People occasionally whine about how robots are going to take all of our jobs and leave everyone shivering in the cold. Well, look at history: Back in 1600, what job did most people have? Farming. Practically everyone farmed, and of those who didn’t, a substantial number hunted-and-gathered in regions the Europeans and/or Chinese hadn’t colonized yet. These days, practically nobody farms. The number of farm jobs collapsed in the 20th Century. Therefore everyone has been unemployed for a hundred years and nobody has a job, right?
Nope. We invented jobs. Not deliberately, but jobs kinda fell out of things we did invent deliberately, like trains and cars and aircraft and computers.

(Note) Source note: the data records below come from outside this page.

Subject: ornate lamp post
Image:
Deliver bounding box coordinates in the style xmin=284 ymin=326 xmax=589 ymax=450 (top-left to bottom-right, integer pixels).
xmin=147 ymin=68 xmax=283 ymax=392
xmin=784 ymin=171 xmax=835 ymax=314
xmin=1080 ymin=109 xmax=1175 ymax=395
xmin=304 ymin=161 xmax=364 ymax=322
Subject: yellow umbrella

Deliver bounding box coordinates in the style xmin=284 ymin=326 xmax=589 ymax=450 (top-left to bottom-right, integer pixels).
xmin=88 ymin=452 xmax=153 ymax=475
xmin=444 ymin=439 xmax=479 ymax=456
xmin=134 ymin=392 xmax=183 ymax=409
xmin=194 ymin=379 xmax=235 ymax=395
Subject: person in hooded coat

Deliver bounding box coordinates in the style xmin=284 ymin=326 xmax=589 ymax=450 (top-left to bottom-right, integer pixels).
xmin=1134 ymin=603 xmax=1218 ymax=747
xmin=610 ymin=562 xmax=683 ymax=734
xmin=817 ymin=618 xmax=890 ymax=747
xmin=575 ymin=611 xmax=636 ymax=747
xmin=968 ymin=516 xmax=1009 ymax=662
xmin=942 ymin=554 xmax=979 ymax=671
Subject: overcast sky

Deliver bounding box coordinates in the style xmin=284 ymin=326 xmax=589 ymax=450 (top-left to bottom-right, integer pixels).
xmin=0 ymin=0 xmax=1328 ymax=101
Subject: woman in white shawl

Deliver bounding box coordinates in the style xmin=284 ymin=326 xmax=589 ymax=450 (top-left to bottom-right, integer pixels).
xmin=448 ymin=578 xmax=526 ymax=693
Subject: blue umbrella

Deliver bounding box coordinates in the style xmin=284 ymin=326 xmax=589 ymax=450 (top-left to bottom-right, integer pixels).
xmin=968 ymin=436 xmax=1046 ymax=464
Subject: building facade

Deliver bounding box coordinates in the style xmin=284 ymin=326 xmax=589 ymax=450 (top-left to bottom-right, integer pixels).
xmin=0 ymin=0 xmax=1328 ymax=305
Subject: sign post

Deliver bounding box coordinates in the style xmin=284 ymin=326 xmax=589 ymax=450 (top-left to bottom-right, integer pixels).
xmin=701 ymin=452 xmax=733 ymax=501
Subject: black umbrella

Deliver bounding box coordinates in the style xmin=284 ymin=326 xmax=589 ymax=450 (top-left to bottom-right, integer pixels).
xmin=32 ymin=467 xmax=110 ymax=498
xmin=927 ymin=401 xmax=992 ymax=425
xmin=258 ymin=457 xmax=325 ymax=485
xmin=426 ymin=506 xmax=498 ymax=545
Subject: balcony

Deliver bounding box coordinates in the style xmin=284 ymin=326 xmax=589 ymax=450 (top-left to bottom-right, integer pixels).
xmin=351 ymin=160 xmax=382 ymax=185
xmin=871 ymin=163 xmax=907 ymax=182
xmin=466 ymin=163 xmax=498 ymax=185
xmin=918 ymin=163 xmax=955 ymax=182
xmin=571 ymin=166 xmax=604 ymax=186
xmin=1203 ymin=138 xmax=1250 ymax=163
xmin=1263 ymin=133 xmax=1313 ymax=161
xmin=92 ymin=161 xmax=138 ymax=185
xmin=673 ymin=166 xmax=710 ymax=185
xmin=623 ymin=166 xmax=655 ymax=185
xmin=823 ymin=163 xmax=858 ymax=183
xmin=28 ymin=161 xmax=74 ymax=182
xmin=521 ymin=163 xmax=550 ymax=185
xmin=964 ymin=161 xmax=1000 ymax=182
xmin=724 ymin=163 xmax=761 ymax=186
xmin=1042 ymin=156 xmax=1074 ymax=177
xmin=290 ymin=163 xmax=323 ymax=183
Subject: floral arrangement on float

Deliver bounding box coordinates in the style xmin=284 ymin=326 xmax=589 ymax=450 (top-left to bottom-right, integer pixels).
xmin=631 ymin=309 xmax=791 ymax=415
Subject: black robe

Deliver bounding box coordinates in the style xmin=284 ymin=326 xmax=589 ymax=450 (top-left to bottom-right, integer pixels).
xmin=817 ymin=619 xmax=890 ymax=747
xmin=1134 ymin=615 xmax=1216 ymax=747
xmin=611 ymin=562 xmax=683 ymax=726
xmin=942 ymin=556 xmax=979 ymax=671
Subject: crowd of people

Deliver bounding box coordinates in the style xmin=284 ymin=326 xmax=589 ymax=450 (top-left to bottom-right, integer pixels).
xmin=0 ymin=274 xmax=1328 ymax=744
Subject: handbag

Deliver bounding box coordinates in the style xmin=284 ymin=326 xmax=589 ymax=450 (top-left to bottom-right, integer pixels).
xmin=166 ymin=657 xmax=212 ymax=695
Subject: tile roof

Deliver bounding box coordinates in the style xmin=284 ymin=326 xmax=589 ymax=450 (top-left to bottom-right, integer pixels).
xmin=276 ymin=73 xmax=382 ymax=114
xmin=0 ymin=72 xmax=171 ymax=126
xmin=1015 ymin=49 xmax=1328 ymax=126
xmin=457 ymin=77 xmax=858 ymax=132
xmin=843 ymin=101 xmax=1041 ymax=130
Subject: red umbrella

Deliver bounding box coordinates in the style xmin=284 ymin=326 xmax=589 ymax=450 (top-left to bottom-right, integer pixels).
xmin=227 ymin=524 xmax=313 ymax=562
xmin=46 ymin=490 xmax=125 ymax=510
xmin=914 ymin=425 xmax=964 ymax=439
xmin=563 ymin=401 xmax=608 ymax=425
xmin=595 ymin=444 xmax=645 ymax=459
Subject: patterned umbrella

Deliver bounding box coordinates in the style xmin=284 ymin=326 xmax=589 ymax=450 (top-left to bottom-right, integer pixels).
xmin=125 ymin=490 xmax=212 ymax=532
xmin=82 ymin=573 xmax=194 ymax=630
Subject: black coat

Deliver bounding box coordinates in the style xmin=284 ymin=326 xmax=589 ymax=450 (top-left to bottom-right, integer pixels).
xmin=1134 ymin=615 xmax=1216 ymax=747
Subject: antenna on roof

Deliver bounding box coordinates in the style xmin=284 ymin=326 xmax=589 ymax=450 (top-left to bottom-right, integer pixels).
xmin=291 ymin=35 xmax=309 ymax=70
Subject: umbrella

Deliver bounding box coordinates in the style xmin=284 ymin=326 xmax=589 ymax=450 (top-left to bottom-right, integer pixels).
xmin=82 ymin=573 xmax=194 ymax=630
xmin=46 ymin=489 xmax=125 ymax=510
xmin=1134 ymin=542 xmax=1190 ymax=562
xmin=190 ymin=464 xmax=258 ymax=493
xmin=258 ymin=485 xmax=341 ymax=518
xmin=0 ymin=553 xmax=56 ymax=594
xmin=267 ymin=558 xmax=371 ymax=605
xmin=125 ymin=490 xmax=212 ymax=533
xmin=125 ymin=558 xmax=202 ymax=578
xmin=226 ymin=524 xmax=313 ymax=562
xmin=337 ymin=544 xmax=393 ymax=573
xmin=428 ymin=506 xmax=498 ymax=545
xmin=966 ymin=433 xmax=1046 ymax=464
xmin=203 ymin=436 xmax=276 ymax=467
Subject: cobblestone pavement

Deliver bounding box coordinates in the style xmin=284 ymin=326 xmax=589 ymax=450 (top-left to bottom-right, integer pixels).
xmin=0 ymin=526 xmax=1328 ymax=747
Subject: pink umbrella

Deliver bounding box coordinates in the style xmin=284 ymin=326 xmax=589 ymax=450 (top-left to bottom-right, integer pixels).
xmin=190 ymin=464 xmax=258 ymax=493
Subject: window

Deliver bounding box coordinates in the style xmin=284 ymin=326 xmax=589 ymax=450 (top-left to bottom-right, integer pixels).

The majority of the jobs we have now would have been unimaginable to people living in 1900, let alone 1600. Jobs live and die, but new ones do keep getting made; trying to predict precisely which ones will be made is a fool’s game, but saying it’s going to stop is even more foolish.
So that’s another strike against do-everything robots: Humans are going to take the jobs those robots would do, unless you’re Japan and so rich you can afford robots and so xenophobic you can’t abide Vietnamese and Cambodians coming over and polluting your homeland with their dirty foreign presence.
Seems it would be better to have a fridge that can select certain items and pass them out through self-opening doors in the front, and pass them to basically a self-driving table on wheels.
Ignoring the privacy concerns, very little of the computing power needs to be in the robot itself. The processing can be mostly done in the cloud.
One can and should assume a built environment that facilitates the robot being able to perform the specific tasks. The location of glassware is a given, the fridge opens in response to a signal, beverages are in standard sorts of containers, etc.
A cooking robot prototype exists, but it is still expensive. However I’m guessing it’ll be under a few grand in a decade or so.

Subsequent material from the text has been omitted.